To this end, organizations such as the Dudley Street Neighborhood Initiative have served as a savior to the urban farming movement. Using power over land granted to it by the city three decades ago and the establishment of a community land trust, DSNI has developed gardens and a community greenhouse, in addition to hundreds of affordable homes.

DSNI’s efforts are what allow organizations such as The Food Project to carry on urban farming activities in Boston. The Food Project leases the community greenhouse in Roxbury and other parcels of land to farm from DSNI. It also farms on some city-owned land.

Youth programs

Started in Lincoln in 1991, the organization runs volunteer programs that put teenagers to work farming 70 acres of land in Boston, Beverly, Lincoln and Lynn. It also helps people grow their own food through community training programs.

Author: Photo courtesy City GrowersCollard greens, green Boston head lettuce, French Breakfast radishes, sage and green tomatoes.

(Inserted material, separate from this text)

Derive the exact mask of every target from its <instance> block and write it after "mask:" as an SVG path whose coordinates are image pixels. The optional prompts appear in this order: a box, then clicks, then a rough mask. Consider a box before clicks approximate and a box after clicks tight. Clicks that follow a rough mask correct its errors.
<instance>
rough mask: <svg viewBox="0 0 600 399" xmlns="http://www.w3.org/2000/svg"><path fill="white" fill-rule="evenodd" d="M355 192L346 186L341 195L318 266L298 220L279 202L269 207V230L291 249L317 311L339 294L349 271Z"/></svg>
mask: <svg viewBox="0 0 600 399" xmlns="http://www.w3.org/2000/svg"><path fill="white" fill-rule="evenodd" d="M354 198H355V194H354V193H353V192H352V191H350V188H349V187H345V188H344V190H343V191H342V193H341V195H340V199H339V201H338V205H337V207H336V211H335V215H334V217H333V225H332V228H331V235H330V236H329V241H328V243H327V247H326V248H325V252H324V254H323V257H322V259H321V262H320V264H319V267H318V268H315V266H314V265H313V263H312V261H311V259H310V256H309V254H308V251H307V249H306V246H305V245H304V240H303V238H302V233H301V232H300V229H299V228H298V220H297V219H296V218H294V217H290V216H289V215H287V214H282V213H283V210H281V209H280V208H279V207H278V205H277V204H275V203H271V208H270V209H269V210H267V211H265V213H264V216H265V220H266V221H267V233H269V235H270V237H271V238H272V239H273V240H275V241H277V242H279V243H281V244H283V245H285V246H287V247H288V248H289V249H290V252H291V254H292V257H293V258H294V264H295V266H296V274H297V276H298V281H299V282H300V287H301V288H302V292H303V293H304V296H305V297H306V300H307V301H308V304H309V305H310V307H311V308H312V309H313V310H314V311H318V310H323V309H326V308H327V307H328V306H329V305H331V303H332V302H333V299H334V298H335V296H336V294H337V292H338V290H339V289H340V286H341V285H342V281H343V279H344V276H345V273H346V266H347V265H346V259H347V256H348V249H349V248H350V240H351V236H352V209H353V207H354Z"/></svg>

The Food Project has been active in Boston since 1995 when it started farming a plot in Dudley Square. Now, it farms 2.5 acres in Boston and manages the community greenhouse in Roxbury. Food grown in Boston is sold at city farmers markets.

Sutton Kiplinger, The Food Project regional director for Greater Boston, stressed that the exposure local Boston youth and residents get to farming in their neighborhoods encourages participation in the food system in a way many would not likely have considered otherwise. It is literally and figuratively planting the seeds for urban farming’s future in Boston.

“What we hear from people is an interest in shifting from that corporate-controlled food system that works at the expense of the people and the land to a community-controlled system that works for the people and with land that is sustainable,” Kiplinger said.

She sees a neighborhood such as Dudley Square as a great example to other parts of Boston as a place full of residents that care deeply about food and can offer expertise about growing and distributing local food.

It is a good example because, even with gaining momentum, the urban farming revolution in Boston is only just budding.

As City Grower’s Lloyd points out — there are still 800 acres of vacant land in Boston. “We are only scratching the surface of what can be,” Lloyd said.